Nevertheless, McCarthy was able to sign up farmers and has watched their businesses evolve over the years. At the markets, they learn what their customers want. A chef might ask them to pick squash a little earlier for a smaller size. Or a fisherman might be asked for a certain type of shrimp he thought wasn’t in demand. McCarthy has also seen a rise in the number of farmers and more young people choosing farming as a career.

The CCFM itself has evolved and grown. For one, it has established a system allowing credit card holders as well as food stamp recipients to purchase wooden coins for use at the stalls. Now the organization finds itself running a banking system with $300,000 circulating annually. One business, however, that McCarthy is wary of is real estate.

“Over the years, people have mentioned us getting a bricks-and-mortar space, but once you own a building, you have to maintain it. You can become trapped,” he says. “We want to stay light on our feet.” He points out that the downtown market reopened 10 weeks after Katrina, which wouldn’t have happened with a building in the mix.

Back when the CCFM first began, only about 2,000 markets existed around the country, according to USDA figures. The term “locavore,” meaning a devotee of locally grown foods, didn’t exist yet. Now the U.S. has more than 6,100 markets, and “locavore” was the Oxford University Press’s 2007 word of the year. If McCarthy isn’t a visionary, at least he should be considered a co-author of a dynamic national trend.
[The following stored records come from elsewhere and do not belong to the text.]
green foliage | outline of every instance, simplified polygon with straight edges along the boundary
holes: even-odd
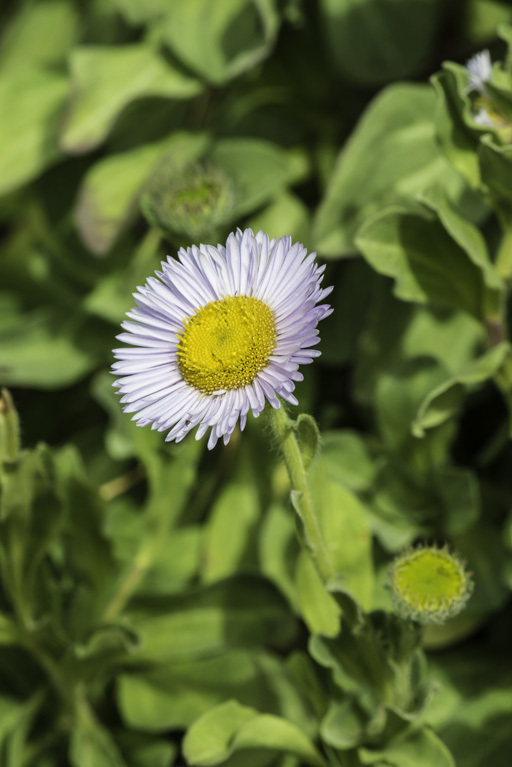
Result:
[[[424,85],[391,85],[370,104],[344,146],[316,220],[319,253],[352,255],[354,235],[373,213],[442,184],[463,191],[435,141],[435,96]]]
[[[70,58],[72,97],[64,115],[62,148],[87,152],[109,134],[119,112],[135,99],[196,96],[201,86],[149,46],[87,46]]]
[[[508,767],[511,23],[4,3],[2,767]],[[327,260],[322,357],[274,442],[264,413],[166,443],[115,336],[166,256],[247,226]],[[410,544],[465,560],[459,615],[397,614]]]
[[[322,0],[327,43],[340,74],[382,85],[421,71],[435,39],[438,0]]]
[[[236,701],[223,703],[202,716],[190,728],[183,744],[185,758],[197,765],[222,763],[237,751],[248,752],[250,758],[251,751],[261,750],[285,751],[313,767],[325,765],[296,725],[272,714],[259,714]],[[256,763],[261,762],[258,759]]]

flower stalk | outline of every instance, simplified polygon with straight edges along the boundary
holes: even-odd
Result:
[[[268,412],[272,431],[290,478],[292,504],[302,524],[301,544],[311,556],[322,581],[326,583],[334,573],[313,503],[295,423],[288,417],[284,406],[269,408]]]

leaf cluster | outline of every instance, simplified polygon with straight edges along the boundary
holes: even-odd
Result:
[[[0,765],[507,767],[508,3],[8,0],[0,23]],[[170,446],[107,372],[136,287],[237,226],[335,286],[297,387],[319,429],[294,424],[327,588],[263,419]],[[425,631],[385,585],[422,541],[475,583]]]

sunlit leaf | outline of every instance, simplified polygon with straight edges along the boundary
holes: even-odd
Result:
[[[72,97],[61,129],[65,152],[87,152],[108,135],[117,116],[147,96],[188,99],[200,84],[143,44],[75,48]]]

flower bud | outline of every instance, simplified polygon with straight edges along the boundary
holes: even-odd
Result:
[[[233,182],[222,168],[164,163],[146,186],[141,207],[152,226],[181,243],[214,239],[232,217],[234,201]]]
[[[389,569],[395,608],[420,623],[443,623],[459,613],[473,590],[464,562],[447,547],[421,546],[398,556]]]

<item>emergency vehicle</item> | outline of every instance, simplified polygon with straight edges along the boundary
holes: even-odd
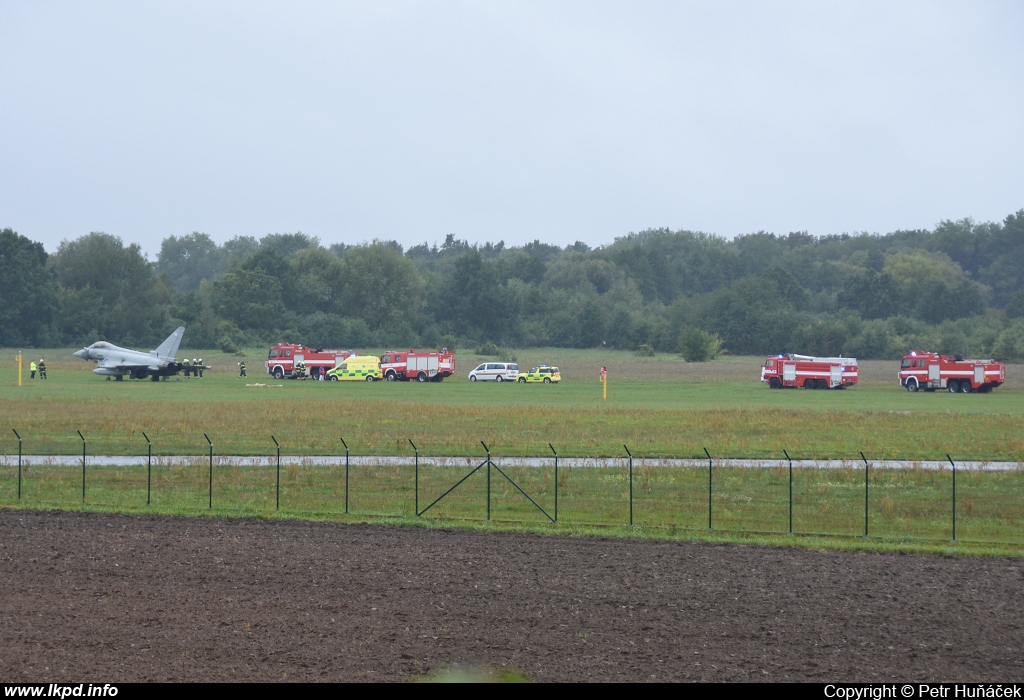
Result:
[[[380,356],[380,371],[389,382],[439,382],[455,374],[455,353],[440,351],[386,350]]]
[[[519,383],[533,383],[543,382],[545,384],[558,384],[562,381],[562,374],[558,371],[557,367],[548,367],[547,365],[541,365],[534,367],[529,372],[519,375]]]
[[[380,358],[374,355],[350,355],[340,365],[327,372],[327,379],[332,382],[376,381],[381,379]]]
[[[857,383],[857,358],[776,355],[764,361],[761,381],[772,389],[845,389]]]
[[[293,343],[278,343],[270,348],[267,355],[267,374],[273,375],[276,379],[294,379],[299,376],[295,371],[295,365],[301,362],[306,366],[305,376],[312,376],[313,368],[316,368],[317,372],[326,372],[352,354],[351,350],[324,350]]]
[[[900,362],[900,386],[907,391],[946,389],[951,394],[988,393],[1006,381],[1006,365],[995,360],[965,360],[917,350]]]

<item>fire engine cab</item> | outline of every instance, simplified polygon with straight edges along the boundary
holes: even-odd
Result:
[[[270,348],[267,355],[267,374],[276,379],[295,379],[300,375],[313,376],[320,372],[326,374],[327,370],[338,366],[352,354],[351,350],[324,350],[293,343],[278,343]],[[304,373],[295,371],[299,363],[305,366]]]
[[[845,389],[857,383],[857,358],[776,355],[764,361],[761,381],[772,389]]]
[[[380,356],[380,371],[389,382],[440,382],[455,374],[455,353],[448,348],[439,352],[386,350]]]
[[[1006,365],[995,360],[965,360],[936,352],[913,351],[900,362],[900,386],[907,391],[946,389],[951,394],[988,393],[1006,381]]]

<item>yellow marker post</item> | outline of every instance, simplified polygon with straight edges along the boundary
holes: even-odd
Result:
[[[18,386],[21,386],[21,353],[18,353]]]
[[[608,400],[608,370],[604,367],[601,368],[601,384],[604,389],[604,401]]]

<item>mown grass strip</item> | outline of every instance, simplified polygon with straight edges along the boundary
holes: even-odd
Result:
[[[554,471],[503,467],[524,491],[553,512]],[[420,502],[429,503],[458,481],[466,469],[420,466]],[[662,536],[707,533],[705,469],[639,467],[634,470],[634,520]],[[496,475],[492,475],[496,477]],[[492,520],[503,527],[539,531],[564,528],[622,528],[629,520],[625,468],[563,467],[559,470],[559,523],[547,518],[504,479],[492,478]],[[927,544],[952,533],[952,474],[922,469],[875,470],[870,474],[871,540]],[[344,520],[344,466],[282,466],[280,514]],[[356,518],[417,520],[413,466],[353,466],[350,510]],[[23,470],[22,499],[16,499],[16,468],[0,469],[0,502],[18,507],[81,506],[78,465],[32,465]],[[90,467],[85,507],[129,512],[210,513],[208,465],[153,467],[152,505],[146,506],[146,467]],[[957,537],[960,545],[1024,545],[1024,471],[961,472],[957,475]],[[276,466],[217,466],[213,513],[275,515]],[[794,473],[794,533],[852,538],[863,533],[864,472],[800,469]],[[479,523],[486,517],[485,472],[474,475],[418,520]],[[785,468],[716,467],[712,493],[714,531],[730,537],[779,538],[788,530],[789,482]],[[653,534],[652,534],[653,536]],[[785,541],[784,539],[781,541]],[[928,546],[932,546],[929,544]],[[1002,551],[1002,550],[1001,550]]]

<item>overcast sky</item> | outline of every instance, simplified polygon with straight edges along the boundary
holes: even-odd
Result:
[[[1024,3],[0,2],[0,228],[592,246],[1024,207]]]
McCarthy’s father came from a established local family, but his mother was from London. As with many others in the city’s history, a visit to Mardi Gras ensnared her. McCarthy grew up Uptown, but feeling stifled by the weight of city’s entrenched ways, he decided to go to London for university. He studied sustainable third-world development and realized much of the material applied to Louisiana. Focusing on food policy, he returned to New Orleans to finish his thesis but had no intention of sticking around. However, he also became ensnared.

“What was suffocating to me about New Orleans as a child was endearing to me as an adult,” McCarthy says. “I really appreciated the unique sense of place.”

Along the way, he reconnected with Bonnie Goldblum, a friend he’d been in love with since he was 12; she had also left and returned. They shared the same passion for food and New Orleans and eventually married. Today, they have teenage daughter.

“Kids in New Orleans now have a comfort level with uncertainty, because of Katrina but also because of how the world is changing,” he ways. “But in a way New Orleans has always been like that. We make it up as we go along.”